Ce blog est un espace d’expression du Syndicat National des Personnels de la Formation Privée .
Arrêt de la Chambre sociale de la Cour de cassation du 10 octobre 2007 – N° de pourvoi 06-42783.
La situation
Le salaire qui vous est versé est fonction de votre classification qui, elle-même, dépend de votre qualification.
L’employeur doit en principe vous proposer un poste correspondant à votre qualification. Mais s’il estime que vous avez les compétences requises, il peut vous promouvoir à un poste nécessitant une qualification supérieure.
Le salarié et son employeur
Une association emploie un salarié en tant que moniteur-éducateur alors que celui-ci ne possède pas le diplôme concordant. Parallèlement, le salarié poursuit une formation en vue d’obtenir ce diplôme. Il échoue à l’examen.
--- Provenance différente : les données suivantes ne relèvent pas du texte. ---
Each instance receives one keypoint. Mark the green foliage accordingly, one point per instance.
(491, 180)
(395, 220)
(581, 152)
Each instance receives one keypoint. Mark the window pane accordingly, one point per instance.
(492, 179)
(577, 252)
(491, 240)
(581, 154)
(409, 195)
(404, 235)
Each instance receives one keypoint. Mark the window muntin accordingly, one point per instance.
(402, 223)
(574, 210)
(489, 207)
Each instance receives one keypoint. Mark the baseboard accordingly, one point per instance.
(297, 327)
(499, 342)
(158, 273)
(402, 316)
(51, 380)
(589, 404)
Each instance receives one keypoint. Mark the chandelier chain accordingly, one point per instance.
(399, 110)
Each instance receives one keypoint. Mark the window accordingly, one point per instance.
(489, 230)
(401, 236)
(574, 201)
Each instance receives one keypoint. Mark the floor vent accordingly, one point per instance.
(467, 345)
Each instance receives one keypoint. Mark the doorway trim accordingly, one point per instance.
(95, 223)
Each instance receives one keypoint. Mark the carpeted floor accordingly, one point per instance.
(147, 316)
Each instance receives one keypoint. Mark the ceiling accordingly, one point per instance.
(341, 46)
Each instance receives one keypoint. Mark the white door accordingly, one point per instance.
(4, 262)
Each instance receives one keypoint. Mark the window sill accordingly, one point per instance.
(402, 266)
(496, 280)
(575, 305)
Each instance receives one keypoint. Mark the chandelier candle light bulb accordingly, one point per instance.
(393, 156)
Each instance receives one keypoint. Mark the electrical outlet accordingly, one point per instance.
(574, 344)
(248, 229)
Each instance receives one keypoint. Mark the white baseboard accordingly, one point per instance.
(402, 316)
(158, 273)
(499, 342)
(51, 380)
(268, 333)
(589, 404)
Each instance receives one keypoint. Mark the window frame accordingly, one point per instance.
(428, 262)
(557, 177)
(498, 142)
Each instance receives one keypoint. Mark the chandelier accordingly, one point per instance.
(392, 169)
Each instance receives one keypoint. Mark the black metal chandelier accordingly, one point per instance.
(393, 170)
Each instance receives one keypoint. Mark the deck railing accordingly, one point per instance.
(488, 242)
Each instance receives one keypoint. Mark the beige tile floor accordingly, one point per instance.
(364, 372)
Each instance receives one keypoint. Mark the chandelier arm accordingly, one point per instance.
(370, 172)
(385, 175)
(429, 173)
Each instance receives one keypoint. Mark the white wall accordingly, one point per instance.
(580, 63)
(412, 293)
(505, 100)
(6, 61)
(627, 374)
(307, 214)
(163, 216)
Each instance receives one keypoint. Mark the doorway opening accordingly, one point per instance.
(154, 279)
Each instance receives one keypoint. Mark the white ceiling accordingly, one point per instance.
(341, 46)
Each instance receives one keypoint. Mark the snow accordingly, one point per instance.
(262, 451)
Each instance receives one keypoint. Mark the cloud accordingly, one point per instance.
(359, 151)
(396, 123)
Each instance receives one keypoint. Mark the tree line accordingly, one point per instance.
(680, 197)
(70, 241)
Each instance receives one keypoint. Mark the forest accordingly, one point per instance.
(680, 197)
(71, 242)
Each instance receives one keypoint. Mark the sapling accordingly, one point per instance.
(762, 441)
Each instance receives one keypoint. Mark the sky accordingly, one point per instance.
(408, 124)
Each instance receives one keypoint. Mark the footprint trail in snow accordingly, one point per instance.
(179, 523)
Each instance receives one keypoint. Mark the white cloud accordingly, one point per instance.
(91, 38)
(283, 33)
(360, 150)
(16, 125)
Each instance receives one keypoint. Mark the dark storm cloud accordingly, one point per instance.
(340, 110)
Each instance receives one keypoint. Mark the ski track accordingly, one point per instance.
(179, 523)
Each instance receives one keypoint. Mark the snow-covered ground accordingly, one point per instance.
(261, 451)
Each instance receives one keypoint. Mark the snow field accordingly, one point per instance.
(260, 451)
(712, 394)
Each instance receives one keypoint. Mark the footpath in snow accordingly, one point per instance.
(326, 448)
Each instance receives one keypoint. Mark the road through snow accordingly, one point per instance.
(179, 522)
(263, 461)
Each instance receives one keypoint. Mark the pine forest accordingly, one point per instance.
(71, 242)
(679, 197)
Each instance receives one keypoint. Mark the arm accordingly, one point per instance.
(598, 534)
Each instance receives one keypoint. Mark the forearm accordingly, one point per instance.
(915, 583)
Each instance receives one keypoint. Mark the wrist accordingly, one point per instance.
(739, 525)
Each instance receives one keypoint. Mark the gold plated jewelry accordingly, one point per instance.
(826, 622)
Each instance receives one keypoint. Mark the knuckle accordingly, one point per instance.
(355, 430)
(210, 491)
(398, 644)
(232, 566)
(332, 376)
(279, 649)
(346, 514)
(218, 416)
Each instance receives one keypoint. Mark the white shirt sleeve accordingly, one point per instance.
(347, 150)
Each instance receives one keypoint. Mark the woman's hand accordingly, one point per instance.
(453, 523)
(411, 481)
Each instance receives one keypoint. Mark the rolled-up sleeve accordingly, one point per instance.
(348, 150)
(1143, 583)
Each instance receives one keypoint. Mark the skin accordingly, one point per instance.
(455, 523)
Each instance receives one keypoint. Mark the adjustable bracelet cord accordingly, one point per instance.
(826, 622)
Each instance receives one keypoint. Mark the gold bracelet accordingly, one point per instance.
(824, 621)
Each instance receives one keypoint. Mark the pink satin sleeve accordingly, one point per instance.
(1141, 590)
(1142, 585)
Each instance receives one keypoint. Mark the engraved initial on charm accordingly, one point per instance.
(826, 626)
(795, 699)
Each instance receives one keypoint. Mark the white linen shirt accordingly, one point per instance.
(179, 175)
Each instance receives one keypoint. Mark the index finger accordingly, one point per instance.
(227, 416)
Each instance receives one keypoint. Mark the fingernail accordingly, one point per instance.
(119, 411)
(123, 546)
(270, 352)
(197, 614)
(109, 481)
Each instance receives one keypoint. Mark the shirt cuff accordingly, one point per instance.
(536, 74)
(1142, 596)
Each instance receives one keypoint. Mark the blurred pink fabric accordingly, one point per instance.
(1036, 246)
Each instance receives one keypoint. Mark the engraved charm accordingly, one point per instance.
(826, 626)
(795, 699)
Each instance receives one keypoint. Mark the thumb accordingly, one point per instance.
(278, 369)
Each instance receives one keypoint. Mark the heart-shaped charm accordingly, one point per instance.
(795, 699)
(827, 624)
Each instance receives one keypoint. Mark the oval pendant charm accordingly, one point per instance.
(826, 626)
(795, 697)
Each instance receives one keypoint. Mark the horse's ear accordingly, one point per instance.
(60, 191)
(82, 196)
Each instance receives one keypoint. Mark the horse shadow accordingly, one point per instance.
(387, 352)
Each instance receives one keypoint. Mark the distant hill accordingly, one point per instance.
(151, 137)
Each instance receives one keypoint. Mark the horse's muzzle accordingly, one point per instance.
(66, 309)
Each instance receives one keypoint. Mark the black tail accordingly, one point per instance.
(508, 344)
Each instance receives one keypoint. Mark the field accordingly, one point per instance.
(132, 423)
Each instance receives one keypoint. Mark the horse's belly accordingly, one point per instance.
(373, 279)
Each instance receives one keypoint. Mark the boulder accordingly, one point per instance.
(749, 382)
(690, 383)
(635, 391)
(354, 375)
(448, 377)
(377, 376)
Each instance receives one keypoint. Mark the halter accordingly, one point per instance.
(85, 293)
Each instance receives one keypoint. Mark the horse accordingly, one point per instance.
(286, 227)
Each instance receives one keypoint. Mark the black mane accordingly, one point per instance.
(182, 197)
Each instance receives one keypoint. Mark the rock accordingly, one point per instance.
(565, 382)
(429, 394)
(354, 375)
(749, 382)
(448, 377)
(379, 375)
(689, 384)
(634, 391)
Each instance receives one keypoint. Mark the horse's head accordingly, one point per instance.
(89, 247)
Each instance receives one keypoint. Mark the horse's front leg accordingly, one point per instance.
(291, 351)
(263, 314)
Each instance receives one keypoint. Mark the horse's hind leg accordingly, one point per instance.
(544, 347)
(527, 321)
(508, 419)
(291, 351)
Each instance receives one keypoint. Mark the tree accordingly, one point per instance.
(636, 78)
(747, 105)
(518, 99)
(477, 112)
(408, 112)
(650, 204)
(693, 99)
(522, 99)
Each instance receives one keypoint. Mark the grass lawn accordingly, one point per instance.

Son employeur le maintient néanmoins dans ses fonctions.
L’employeur a donc confié au salarié les tâches et responsabilités de moniteur-éducateur peu après son embauche, lui en a conféré la qualification, lui a fait bénéficier de l’indice correspondant à cette qualification ; et il en a toujours été ainsi, même après l’échec du salarié à l’examen.
Le salarié estime que puisqu’il exerce le travail de moniteur éducateur dans l’association depuis 4 ans, il a droit à la revalorisation de son indice et de son salaire, même s’il ne détient pas le diplôme et la qualification appropriés.
Les Prud’Hommes
Face au refus de son employeur, le salarié saisit les prud’hommes en rappel de salaires.
Les juges considèrent que l’employeur a pris vis-à-vis du salarié un engagement unilatéral de lui faire bénéficier des avantages liés à la qualification de moniteur-éducateur, même si ce dernier n’est pas titulaire de la qualification.
Le droit
Lorsqu’un employeur s’engage, de sa propre initiative, à vous employer à une fonction supérieure à votre qualification, il doit vous faire bénéficier des avantages liés à cette qualification et vous verser une rémunération correspondante.
L'ENGAGEMENT UNILATERAL DE L'EMPLOYEUR
L’engagement unilatéral de l’employeur résulte de la libre volonté de celui-ci de faire bénéficier aux salariés de certains avantages. L’employeur n’a pas à conclure d’accord collectif. Il agit de son propre chef. Il n’existe pas de formalisme particulier pour prendre un engagement unilatéral. L’engagement unilatéral doit cependant résulter d’une volonté claire et décisive de l’employeur (par exemple, n’est pas un engagement unilatéral une suggestion ; arrêt de la Chambre sociale de la Cour de cassation du 14 février 2007 – N° de pourvoi 04-48.338). Un engagement unilatéral de l’employeur est distinct d’un usage.